LIMITATIONS AND FUTURE DIRECTIONS In this study, we sampled across the SCZ spectrum and found a consistent pattern of differential performance within a small heterogeneous sample of SSD participants. In the future, a larger study with a greater representation of diagnostic subgroups will be valuable to assess whether the differential pattern remains consistent across subgroups. However, it remains interesting that half of our SSD sample used a spatial strategy, despite their robust impairment in doing so; whereas, the other half of our SSD sample used a response strategy and performed as well as the CON group. It is of potential interest that the SSD-Spatial group was slightly more symptomatic and substantially more medicated (in terms of dosage, and taking a combination of typical and atypical antipsychotics) than the SSDResponse group. Follow-up analyses indicate that these variables failed to fully account for the difference in behavioral impairment within the SSD-Spatial group. Nonetheless, it is an intriguing possibility that more severe disease and/or higher medication dosage might influence spontaneous navigation strategy. For example, higher blockage of dopamine receptors in the striatum due to antipsychotic medication, may lead to a shift in spontaneous adoption from a successful response approach to a deficient hippocampal-dependent spatial approach. In addition, we did not have the statistical power to assess the influence of combined usage of antipsychotics and antidepressants/anxiolytics on behavioral performance on the 4/ 8VM. It remains plausible, that use of antidepressants in combination with antipsychotics could ameliorate the SSD-spatial deficit or prevent an antipsychotic induced shift from a response to a spatial strategy. Understanding the mechanisms underlying idiosyncratic spontaneous strategies in CON and SSD populations, and their relations to symptoms and medication, may shed light on important individual difference factors that might inform early detection, monitoring disease progression, or treatment strategies for cognitive impairment in SSD. Based on the current findings, along with its previously demonstrated sensitivity to both hippocampal and striatal system functioning and their inter-relations, the 4/8VM promises a valuable tool for such further investigation
SPATIAL STRATEGY DEFICIT IN SCHIZOPHRENIA The role of prefrontal regions in regulating and coordinating hippocampal and caudate nucleus memory systems’ involvement in navigation and memory also deserves further attention (Brown et al., 2012; Dahmani and Bohbot, 2012). In this regard, participants may flexibly shift their strategies on the 4/ 8VM and in real life. However, individuals with SSD who adopt a deficient spatial strategy may persevere in doing so rather than shift to a response strategy without external cuing or instruction. This hypothesis is in line with models supporting SSD as a prefrontal-medial temporal lobe disconnection syndrome (Spieker et al., 2012). Future studies will be necessary to further explore the role of shifting strategies and navigation in SSD. Cognitive and brain imaging studies will also help to uncover the extent to which differences in behavioral performance in the SSD-Spatial and -Response groups reflect hippocampal, caudate nucleus, and prefrontal networks.

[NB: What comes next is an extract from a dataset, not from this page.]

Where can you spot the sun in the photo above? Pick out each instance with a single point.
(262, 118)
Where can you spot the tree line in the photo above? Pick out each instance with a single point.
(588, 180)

CONCLUSION In summary, our results reveal a selective deficit among SSD participants using a Spatial strategy, compared to those using a Response strategy, despite the fact that all SSD participants were tested on the same dual-solution task with the same instructions. These findings corroborate previous reports of impaired episodic memory and spatial navigation abilities in SCZ. Moreover, the results highlight the importance of assessing strategies among individuals with SSD as important determinants of navigational and memorial performance and possibly the related functional integrity of underlying neural mechanisms such as the caudate-nucleus and hippocampi. Given the integral roles of spatial memory and navigation, use of response-based versus spatial strategies may afford more functional ability in everyday life among those with SSD. Thus, these findings set the stage for developing interventions that target strengthening the hippocampal system and spatialstrategies or explore methods that might train SSD participants to adopt the intact response system during real-world navigation. An important next step, however, will be to better understand the mechanisms underlying individual differences in spontaneous strategies and their relations to progression of psychosis and antipsychotic medication related factors. Emerging findings indicate that it will also be important to take into consideration genetic (Banner et al., 2011), hormonal (Bohbot et al., 2011), and lifespan development factors (Bohbot et al., 2012; Schwabe et al., 2012).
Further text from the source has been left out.